Additionally, the Act does not seem to regard the doctrine of Standing, which generally works to limit how and who can bring a suit forward. Typically, only those who have suffered harm and personal injury can bring a suit before the court. The Act allows citizens to act as bounty hunters by offering financial incentives to citizens for bringing suits against abortion providers, despite no harm being done towards them personally. 

THE POST-ENFORCEMENT NIGHTMARE

As previously noted, citizens that wish to challenge the law cannot do so before its enforcement due to the lack of clarity as to which party they are blocking, however,  those who want to challenge the Act can still do so via post-enforcement procedures. It is worth noting that this comes with its own difficulties.
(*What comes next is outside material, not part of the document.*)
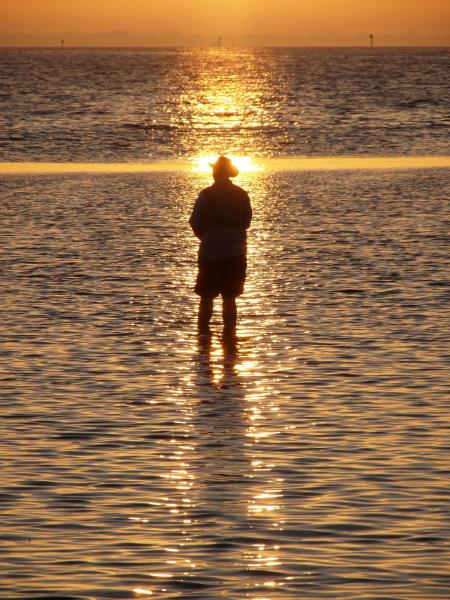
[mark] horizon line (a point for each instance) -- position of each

Firstly, it inhibits citizens from accessing their constitutionally guaranteed right to abortion care under Roe v. Wade, and prevents litigants from challenging the Act for either providing an abortion or aiding it. This is problematic because the intent behind this was specifically to discourage citizens from challenging the law, given the fact that they would have to risk breaking the law in the first place in order to do so, this procedural mechanism operates as an effective deterrent towards the public for challenging it in the first instance, because its mechanisms preclude the vast majority of individuals from accessing their constitutional right to testing the Act in court. 
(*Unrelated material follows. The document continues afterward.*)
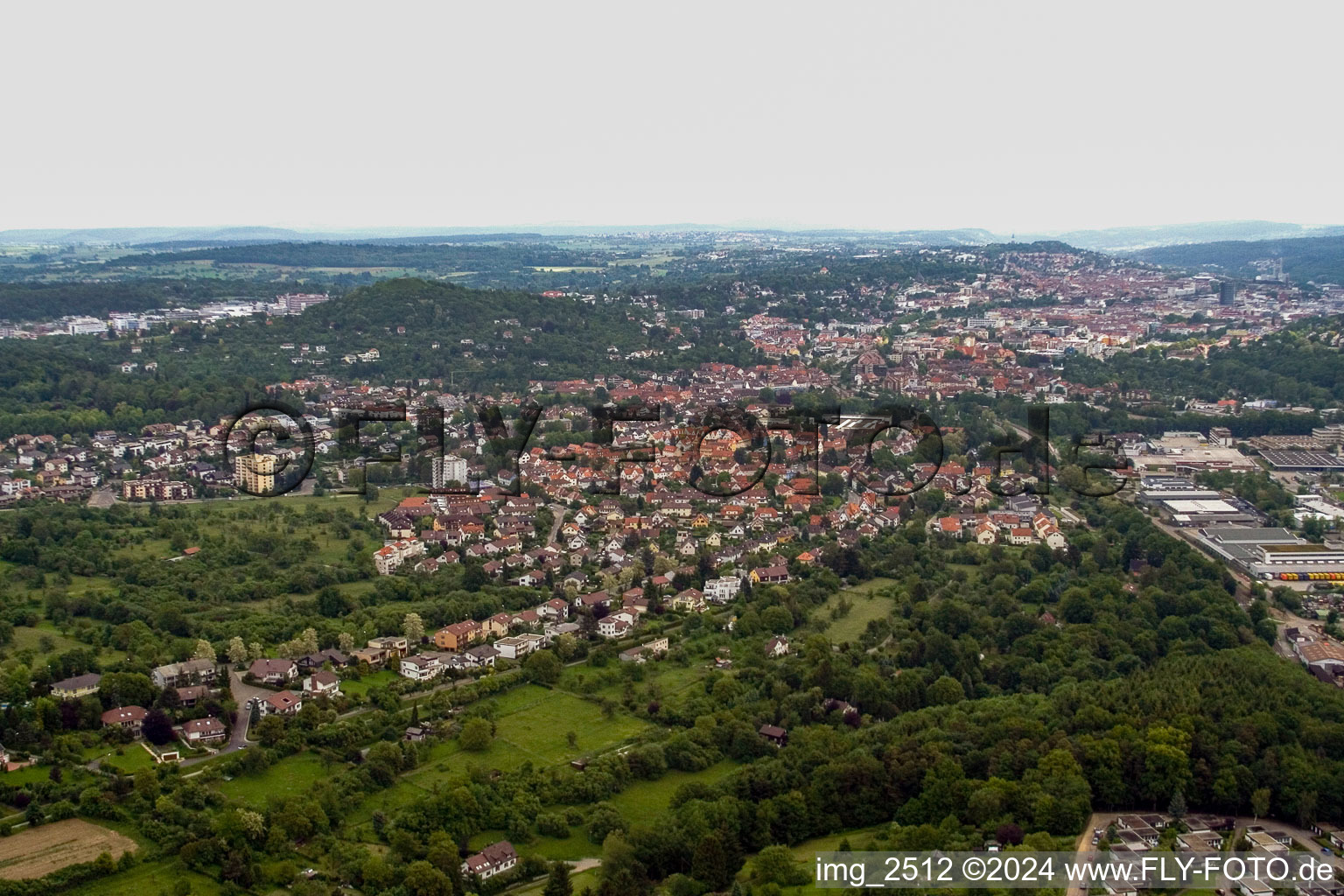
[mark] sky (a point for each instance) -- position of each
(1013, 117)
Technically, this still means that there is a way to challenge the Act in court, because the restriction lies in doing so before its enforcement, not after. However, upon referring to Griswold v. Connecticut, i.e.  an abortion case in the 1960s where doctors had to violate Connecticut legislation restricting abortions in order to challenge the enforcement of the Act in the Supreme Court following their prosecution, it becomes clear that doctors and abortion care providers might have to violate the law in order to apply for constitutional redress. Although there is a mechanism available for challenging the law, the way it is set out brings in questions on how fair this mechanism is. As Justice Sotomayor observed in her dissenting speech, the procedure of the Act may only supply a “shell of what the constitution requires”, thus effectively nullifying its protections. There is no dispute as to the right to abortion prior  to viability under court precedents. This Act intentionally creates a situation intended to frustrate those rights by raising vicious novel procedural issues to prevent its enjoinment. The mechanisms used to create this chilling effect are particularly dangerous when one considers that the Texas Heartbeat Act could be the first of many to use this model of procedural mechanisms to chill other constitutional rights. 
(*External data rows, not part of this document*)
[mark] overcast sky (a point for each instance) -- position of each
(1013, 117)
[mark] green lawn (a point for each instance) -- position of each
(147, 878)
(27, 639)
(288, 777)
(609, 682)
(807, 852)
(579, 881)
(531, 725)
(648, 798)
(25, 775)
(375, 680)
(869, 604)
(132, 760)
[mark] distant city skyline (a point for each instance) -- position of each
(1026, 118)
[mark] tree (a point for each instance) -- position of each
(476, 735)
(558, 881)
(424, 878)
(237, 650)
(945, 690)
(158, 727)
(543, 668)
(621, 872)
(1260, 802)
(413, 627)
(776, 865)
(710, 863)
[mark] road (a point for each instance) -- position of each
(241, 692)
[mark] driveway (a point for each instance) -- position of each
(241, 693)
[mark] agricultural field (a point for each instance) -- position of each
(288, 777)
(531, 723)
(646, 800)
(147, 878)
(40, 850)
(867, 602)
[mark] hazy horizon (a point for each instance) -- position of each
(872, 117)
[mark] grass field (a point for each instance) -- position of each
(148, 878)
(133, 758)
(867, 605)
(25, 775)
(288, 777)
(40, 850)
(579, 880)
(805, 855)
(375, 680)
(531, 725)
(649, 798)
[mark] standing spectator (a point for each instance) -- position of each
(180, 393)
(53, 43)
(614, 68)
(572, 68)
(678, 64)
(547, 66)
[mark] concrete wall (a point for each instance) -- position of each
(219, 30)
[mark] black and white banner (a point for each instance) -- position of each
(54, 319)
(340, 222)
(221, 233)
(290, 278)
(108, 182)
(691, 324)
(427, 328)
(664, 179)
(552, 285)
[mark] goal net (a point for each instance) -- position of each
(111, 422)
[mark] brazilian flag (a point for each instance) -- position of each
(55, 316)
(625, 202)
A FUNDAMENTAL DENIAL OF CONSTITUTIONAL RIGHTS

In reviewing the aforementioned, it is clear that the Texas Heartbeat Act supremely challenges women’s reproductive rights; it is also evident that the devastating effects caused by the disregard for precedent set out in Roe v. Wade, compounded by the intentional novel procedures meant to frustrate litigants, were foreseeable by the architects of the Texas Heartbeat Act and were intentionally curated. The Act is a deliberate attempt to subvert constitutional processes in the interests of political ideology, with far reaching impacts. None of this is being actively disputed. Whatever one’s stance is on abortion care, the Texas Heartbeat Act concerns more than whether we agree with abortion procedures or not. It concerns the threat posed to fundamental processes that underpin the foundation of the American legal system.

Joyce is currently a 2nd-year student at the University of Manchester, pursuing an LLB. She is keenly invested in the documentation of Human Rights issues, with a specific interest in the rule of law, constitutional law, and transitional justice.